2. Do you support the law, passed by the Republican Congress and signed by President Bush, that bans partial birth abortions?
Yes, I’m for all reasonable restrictions on abortions. But I notice that you didn’t ask whether I favored overturning Roe v. Wade (I don’t.) That was smart, Ken, very smart. The day the Supreme Court overturns Roe v. Wade is the day when the Soccer Moms in the suburbs start to abandon the Republican party.

3. Do you support the President’s efforts to save Social Security for future generations?
The hell with future generations. I want mine next year.

4. Do you think Congress should pass legislation on the Federal Marriage Amendment?
Undecided. I don’t care if Congress passes a statute, but I’m against any amendment that trivializes the Constitution for the political advantage of either party.

1. Do you think U.S. troops should have to serve under United Nations’ commanders?
You mean furriners? Call me undecided, because I haven’t spent ten seconds of my life worrying about this.

2. Do you agree that our top military priority should be fighting terrorists?
No. I think we have beaten al Qaeda, at least to the point where it is only a shell of its evil self. Our true military priority should be, and, I suspect, is, protecting the free flow of oil from the Middle East around the world.

3. Should the U.S. continue work on building a defense shield against nuclear missile attack?
Of course. But I’m much more worried about port security than missile security.

(I see that I have only one section to go, and I keep waiting for some major issues that I care about to appear, but it seems as if whoever planned this survey doesn’t read the papers. Since you have chosen me to speak for all Republicans in my voting district, I have to tell you the truth: I haven’t heard one of them mention the Federal Marriage Amendment. I can’t recall anybody worrying about whether U.S. troops might be under United Nations control. But I do hear a lot of talk about President Bush’s management of the war in Iraq, his veto of the bill allowing more stem cell research, and his domestic surveillance programs. Don’t you care about how I feel about these issues?)
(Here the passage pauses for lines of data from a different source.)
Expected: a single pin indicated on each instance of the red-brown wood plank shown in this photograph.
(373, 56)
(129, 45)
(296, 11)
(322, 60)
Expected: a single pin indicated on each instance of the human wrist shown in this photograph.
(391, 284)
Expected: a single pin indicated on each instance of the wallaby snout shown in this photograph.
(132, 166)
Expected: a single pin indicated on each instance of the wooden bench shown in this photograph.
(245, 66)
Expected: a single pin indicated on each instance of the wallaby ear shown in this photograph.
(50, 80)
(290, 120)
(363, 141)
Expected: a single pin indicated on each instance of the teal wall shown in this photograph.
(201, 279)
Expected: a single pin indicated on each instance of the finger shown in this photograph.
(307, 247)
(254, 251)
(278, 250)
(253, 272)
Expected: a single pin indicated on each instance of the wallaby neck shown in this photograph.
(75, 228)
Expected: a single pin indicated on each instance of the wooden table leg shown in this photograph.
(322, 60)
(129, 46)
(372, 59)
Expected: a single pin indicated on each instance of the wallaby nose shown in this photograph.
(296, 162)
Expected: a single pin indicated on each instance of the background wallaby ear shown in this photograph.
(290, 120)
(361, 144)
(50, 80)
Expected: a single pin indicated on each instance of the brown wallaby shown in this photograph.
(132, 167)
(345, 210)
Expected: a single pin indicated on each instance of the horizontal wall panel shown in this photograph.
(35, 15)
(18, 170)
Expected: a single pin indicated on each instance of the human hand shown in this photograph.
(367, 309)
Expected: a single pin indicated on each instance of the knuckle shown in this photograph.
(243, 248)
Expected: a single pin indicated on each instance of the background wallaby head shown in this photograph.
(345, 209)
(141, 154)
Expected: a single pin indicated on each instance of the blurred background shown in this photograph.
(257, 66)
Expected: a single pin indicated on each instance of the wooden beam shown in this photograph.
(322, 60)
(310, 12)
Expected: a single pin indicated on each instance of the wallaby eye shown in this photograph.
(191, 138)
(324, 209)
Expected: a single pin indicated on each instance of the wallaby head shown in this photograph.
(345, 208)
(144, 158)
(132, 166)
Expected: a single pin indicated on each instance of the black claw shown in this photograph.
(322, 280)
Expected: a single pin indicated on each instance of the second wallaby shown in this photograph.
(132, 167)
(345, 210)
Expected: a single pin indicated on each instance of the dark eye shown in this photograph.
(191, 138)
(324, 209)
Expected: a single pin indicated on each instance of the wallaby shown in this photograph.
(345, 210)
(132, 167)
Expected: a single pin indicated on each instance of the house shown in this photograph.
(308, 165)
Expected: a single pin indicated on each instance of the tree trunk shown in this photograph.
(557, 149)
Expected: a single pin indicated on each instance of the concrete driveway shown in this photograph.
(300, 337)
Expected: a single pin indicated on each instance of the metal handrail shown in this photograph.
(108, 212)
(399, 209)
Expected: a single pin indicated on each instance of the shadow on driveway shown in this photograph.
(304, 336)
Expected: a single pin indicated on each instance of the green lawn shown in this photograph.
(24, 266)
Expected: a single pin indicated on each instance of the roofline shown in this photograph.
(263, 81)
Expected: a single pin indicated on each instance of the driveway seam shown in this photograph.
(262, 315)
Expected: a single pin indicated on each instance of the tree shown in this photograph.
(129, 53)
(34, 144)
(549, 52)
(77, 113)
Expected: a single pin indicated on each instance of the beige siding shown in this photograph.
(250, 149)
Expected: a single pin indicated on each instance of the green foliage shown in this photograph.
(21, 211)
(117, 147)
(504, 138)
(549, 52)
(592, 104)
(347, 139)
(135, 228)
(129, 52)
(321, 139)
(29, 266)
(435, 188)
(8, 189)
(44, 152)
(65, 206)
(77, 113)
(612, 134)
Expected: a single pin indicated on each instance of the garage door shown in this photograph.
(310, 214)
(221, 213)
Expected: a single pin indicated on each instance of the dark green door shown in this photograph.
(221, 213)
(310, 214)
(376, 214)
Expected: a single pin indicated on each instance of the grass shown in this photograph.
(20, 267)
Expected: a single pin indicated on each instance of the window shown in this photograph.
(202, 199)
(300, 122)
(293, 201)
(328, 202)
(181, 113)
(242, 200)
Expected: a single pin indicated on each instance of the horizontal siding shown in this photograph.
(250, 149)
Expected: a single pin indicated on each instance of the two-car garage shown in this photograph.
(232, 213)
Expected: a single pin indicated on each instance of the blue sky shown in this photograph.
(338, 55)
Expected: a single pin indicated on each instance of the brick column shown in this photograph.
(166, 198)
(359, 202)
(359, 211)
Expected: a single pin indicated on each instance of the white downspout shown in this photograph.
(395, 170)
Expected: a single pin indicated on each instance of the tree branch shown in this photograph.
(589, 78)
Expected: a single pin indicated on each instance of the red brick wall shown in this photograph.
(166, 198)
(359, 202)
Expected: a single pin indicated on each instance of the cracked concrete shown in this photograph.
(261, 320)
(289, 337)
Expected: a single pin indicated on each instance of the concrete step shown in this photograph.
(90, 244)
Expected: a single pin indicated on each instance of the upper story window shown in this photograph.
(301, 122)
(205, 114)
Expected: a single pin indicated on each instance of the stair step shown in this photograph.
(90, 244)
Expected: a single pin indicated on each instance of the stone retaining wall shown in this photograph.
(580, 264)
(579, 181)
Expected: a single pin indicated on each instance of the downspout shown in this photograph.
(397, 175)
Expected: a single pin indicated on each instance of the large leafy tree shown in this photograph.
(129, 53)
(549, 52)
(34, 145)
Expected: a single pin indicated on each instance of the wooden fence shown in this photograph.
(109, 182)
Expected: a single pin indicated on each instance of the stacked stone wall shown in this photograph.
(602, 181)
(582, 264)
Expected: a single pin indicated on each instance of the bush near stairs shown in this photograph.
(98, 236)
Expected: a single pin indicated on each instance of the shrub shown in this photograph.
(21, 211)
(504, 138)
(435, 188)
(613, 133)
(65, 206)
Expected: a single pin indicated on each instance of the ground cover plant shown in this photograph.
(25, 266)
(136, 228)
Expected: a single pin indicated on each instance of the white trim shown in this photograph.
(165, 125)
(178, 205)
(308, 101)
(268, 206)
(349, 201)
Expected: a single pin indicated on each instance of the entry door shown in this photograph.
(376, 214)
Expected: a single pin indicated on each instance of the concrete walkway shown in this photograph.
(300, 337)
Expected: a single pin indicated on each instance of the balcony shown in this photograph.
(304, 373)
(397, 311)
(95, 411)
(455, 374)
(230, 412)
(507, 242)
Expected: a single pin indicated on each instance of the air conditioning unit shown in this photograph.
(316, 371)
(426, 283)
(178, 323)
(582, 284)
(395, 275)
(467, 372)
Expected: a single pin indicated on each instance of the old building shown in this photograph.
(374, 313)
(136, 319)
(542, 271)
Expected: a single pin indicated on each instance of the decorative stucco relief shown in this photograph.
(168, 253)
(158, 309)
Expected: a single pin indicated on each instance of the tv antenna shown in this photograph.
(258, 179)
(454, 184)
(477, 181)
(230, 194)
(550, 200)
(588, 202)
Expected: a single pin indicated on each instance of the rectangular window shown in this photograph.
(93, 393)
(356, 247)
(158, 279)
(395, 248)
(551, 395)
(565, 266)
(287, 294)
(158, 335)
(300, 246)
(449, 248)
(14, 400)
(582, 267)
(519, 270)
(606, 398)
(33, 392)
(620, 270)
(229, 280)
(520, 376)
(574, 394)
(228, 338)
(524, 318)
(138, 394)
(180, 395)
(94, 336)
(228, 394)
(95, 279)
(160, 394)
1. Do you support the election of Republican candidates across the country and rebuilding our majorities over the next ten years?
I’m for McCain for president in 08, but I have never been and never will be a straight-ticket voter.

2a. Did you vote in the year 2ooo?
Yes. For Bush.
2b. Did you vote in the year 2002?
Yes. For Perry.
2c. Did you vote in the year 2004?
Yes. For Bush.
2d. Do you intend to vote in the year 2006?
Have you ever heard of Kinky Friedman?